Tymczasem korespondent publicznego radia mówił, że w Moskwie trwa pochód pierwszomajowy. Niewykluczone, że z czerwonymi chorągiewkami ( moja wyobraźnia) maszerowali uczniowie moskiewskich podstawówek. Jak my kiedyś. Rzeczywiście? Otóż – nie, zebrałem myśli. W czasach 7.letniej jeszcze szkoły podstawowej (taka jeszcze była) po południu 30 kwietnia organizowano dla nas tzw. capstrzyki. Wszyscy uczniowie (obowiązkowo w harcerskich mundurkach?) maszerowali pod magistrat w rytm werbli (chyba nawet dwa razy sam byłem werblistą, co nie przeszkodziło w utrzymaniu marszu przez kolumnę, chociaż niewiele brakowało do zmylenia kroku), gdzie odbywał się jak gdyby apel ku czci wiadomo czyjej. A raczej widomym nam było, kogo mamy uczcić. Nie tylko zresztą u nas, w Sosnowcu.
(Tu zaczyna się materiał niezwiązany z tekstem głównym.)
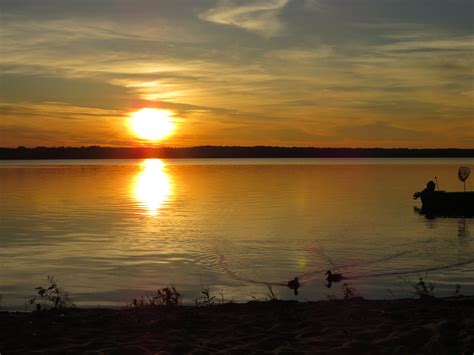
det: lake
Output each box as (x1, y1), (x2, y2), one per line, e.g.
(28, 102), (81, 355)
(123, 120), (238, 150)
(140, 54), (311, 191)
(1, 158), (473, 309)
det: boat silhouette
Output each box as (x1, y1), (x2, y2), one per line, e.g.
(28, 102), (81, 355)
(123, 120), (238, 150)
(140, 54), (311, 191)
(414, 167), (473, 217)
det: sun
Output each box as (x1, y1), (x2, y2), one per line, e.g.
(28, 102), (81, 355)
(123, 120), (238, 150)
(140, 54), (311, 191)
(130, 108), (174, 141)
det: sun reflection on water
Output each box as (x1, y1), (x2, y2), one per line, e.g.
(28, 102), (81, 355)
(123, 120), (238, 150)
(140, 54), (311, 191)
(134, 159), (172, 216)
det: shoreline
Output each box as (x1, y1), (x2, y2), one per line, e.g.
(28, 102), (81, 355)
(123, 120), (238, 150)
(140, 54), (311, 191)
(2, 146), (474, 160)
(2, 297), (473, 354)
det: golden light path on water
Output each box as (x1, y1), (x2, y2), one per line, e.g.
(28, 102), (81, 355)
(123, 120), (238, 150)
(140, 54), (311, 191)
(133, 159), (172, 216)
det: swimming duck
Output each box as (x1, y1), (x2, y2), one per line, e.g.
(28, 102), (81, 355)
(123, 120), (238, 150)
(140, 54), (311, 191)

Zagłębie Dąbrowskie, choćby ze względu na rewolucje 1905 roku i powstanie wspomnianej już Republiki Zagłębiowskiej, jest jednak miejscem szczególnym. Tutaj niejako dziedziczyło się (dziedziczy się?) ideę nieuchronności walki klasowej, a więc powstania „wyklętego ludu ziemi” aby „ruszyć bryłę świat”. Poprzedzające nas pokolenia swoją codzienną robotą wchodziły w bolesny kontakt z konkretem. W większości należeli do „tych, których dręczy głód”. Nie wirtualny, wówczas nawet nie znano tego określenia, ale rzeczywisty. Toteż idee „religii” postulującej raj na ziemi już jutro (pamiętajmy, że do roboty w kopalniach i hutach przybywali tutaj także biedacy z pobliskich, przede wszystkim kieleckich wsi), a najdalej pojutrze musiały wzbudzać nadzieje. Spełzły jednak, gdy najpierw wtargnęli Niemcy w hitlerowskich mundurach, potem sowieci i ich namiestnicy. Mimo, że ci drudzy nastali z „Międzynarodówką”. Przynajmniej na ustach.
Po 45 latach w pozbawionej idei postdemokracji wzbudzono tęsknotę do PRL-u (stąd myśl o Kwaśniewskim?). Że była praca, że był rozwój, że było wprawdzie biednie, ale przynajmniej wesoło. Choćby w porównaniu z takim NRD, czy z Rumunią… Że o ponurym Związku Radzieckim nie wspominając. Było to tak samo prawdziwe, jak wychowywanie przez jedynie słuszny system edukacji nas, ówcześnie dzieci i młodzieży w dumie (za przeproszeniem znaczenia słowa) z osiągnięć Polski Ludowej w porównaniu z II Rzeczpospolitą. Ba! Indoktrynowano nas, że dane nam zostało wzrastać w najlepszym w całej historii Polski okresie odrodzenia, a na dodatek oświecenia, socjalistycznego do tego. Zaś kto nie wierzy (przecież nie Kwaśniewski!), to kiep, a w istocie wróg.
Z byłym, nie znającym poziomu swojego wykształcenia, prezydentem łączy mnie jedynie to, że obaj byliśmy w 1980 roku dziennikarzami. On „ITD”, ja „Sportu”. A jednak „odwiedził” mnie 1 maja. Dziwne?